## Quick start for Apache Hudi, Apache Iceberg and Delta Lake with EMR on EKS

This repository holds sample code for the blog: Get a quick start with Apache Hudi, Apache Iceberg and Delta Lake with EMR on EKS. It gets you familiar with three transactonal storage frameworks in a real world use case.

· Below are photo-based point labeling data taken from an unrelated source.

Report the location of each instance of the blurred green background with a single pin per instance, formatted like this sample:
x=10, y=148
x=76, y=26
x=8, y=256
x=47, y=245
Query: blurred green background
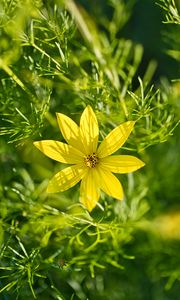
x=51, y=247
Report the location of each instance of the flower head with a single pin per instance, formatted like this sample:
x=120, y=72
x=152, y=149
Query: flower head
x=91, y=164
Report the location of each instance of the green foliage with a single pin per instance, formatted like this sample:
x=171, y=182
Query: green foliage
x=56, y=56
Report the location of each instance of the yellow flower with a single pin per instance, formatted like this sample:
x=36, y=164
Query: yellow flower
x=92, y=164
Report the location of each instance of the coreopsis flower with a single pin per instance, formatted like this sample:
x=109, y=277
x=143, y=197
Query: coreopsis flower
x=92, y=164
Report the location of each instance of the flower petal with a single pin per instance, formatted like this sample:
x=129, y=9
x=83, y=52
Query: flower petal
x=89, y=190
x=60, y=151
x=66, y=178
x=89, y=130
x=110, y=184
x=121, y=163
x=115, y=139
x=70, y=131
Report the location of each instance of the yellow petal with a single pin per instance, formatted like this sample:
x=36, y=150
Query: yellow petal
x=66, y=178
x=110, y=184
x=115, y=139
x=59, y=151
x=121, y=163
x=89, y=130
x=89, y=190
x=70, y=131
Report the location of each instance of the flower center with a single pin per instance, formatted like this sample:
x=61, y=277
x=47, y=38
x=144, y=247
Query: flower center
x=91, y=160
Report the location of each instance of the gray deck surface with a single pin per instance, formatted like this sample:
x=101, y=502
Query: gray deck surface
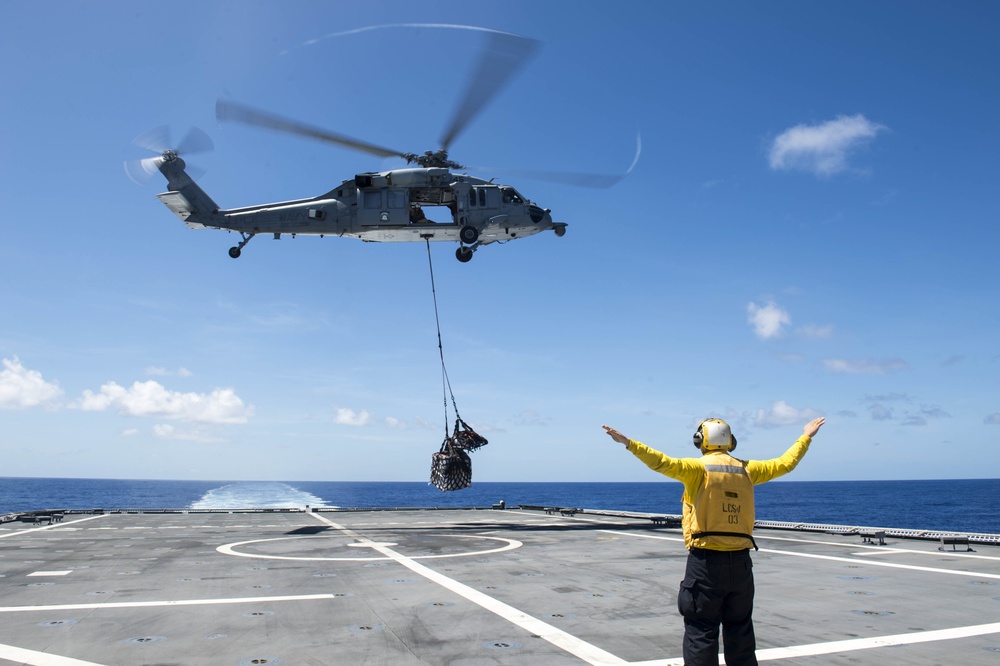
x=462, y=587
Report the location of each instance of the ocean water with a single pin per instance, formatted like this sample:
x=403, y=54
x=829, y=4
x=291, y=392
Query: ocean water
x=968, y=505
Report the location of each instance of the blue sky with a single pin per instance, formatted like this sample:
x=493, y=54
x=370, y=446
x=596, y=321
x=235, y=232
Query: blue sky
x=810, y=230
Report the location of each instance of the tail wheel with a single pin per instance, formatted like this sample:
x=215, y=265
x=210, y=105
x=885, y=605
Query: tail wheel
x=468, y=234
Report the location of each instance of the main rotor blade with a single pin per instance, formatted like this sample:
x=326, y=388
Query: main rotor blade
x=195, y=141
x=596, y=180
x=503, y=55
x=241, y=113
x=156, y=139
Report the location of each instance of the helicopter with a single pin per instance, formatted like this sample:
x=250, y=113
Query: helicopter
x=432, y=199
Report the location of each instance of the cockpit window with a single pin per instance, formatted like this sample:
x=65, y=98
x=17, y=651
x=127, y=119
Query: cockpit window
x=510, y=195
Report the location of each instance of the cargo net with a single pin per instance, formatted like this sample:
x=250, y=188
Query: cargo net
x=451, y=467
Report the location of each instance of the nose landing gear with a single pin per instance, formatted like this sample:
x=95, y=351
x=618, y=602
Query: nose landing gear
x=464, y=252
x=235, y=251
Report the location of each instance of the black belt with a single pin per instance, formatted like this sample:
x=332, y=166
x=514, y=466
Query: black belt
x=712, y=553
x=733, y=534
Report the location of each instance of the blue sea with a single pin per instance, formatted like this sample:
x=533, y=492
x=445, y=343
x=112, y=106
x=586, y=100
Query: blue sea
x=968, y=505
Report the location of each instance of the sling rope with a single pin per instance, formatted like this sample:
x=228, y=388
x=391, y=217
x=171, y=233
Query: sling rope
x=451, y=467
x=445, y=382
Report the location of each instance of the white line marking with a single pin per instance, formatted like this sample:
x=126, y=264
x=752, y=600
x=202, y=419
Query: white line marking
x=835, y=558
x=230, y=549
x=33, y=658
x=153, y=604
x=834, y=647
x=933, y=553
x=576, y=647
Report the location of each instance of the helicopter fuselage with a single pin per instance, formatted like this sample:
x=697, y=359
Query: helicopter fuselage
x=400, y=205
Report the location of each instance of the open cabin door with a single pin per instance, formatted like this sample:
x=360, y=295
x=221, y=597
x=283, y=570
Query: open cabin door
x=382, y=206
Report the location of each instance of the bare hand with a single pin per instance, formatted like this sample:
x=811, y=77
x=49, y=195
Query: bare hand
x=813, y=427
x=615, y=435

For the demo purpose, we will show you how to ETL incremental data changes in Data Lake by implementing [Slowly Changing Dimension Type 2 (SCD2)](https://docs.oracle.com/cd/E41507_01/epm91pbr3/eng/epm/phcw/concept_UnderstandingSlowlyChangingDimensions-405719.html), then deploy with Amazon EMR on Amazon EKS. 

## Examples
* [1. Run Apache Hudi with EMR on EKS](#Example-1-Run-Apache-Hudi-with-EMR-on-EKS) 
* [2. Run Apache Iceberg with EMR on EKS](#Example-2-Run-Apache-Iceberg-with-EMR-on-EKS) 
* [3. Run Open-Source Delta Lake with EMR on EKS](#Example-3-Run-Open-Source-Delta-Lake-with-EMR-on-EKS)


## Prerequisite

- [kubectl](https://docs.aws.amazon.com/eks/latest/userguide/install-kubectl.html) & [eksctl](https://docs.aws.amazon.com/emr/latest/EMR-on-EKS-DevelopmentGuide/setting-up-eksctl.html) & [helm](https://docs.aws.amazon.com/eks/latest/userguide/helm.html) are installed.
- [AWS CLI](https://docs.aws.amazon.com/emr/latest/EMR-on-EKS-DevelopmentGuide/setting-up-cli.html) is installed or upgraded.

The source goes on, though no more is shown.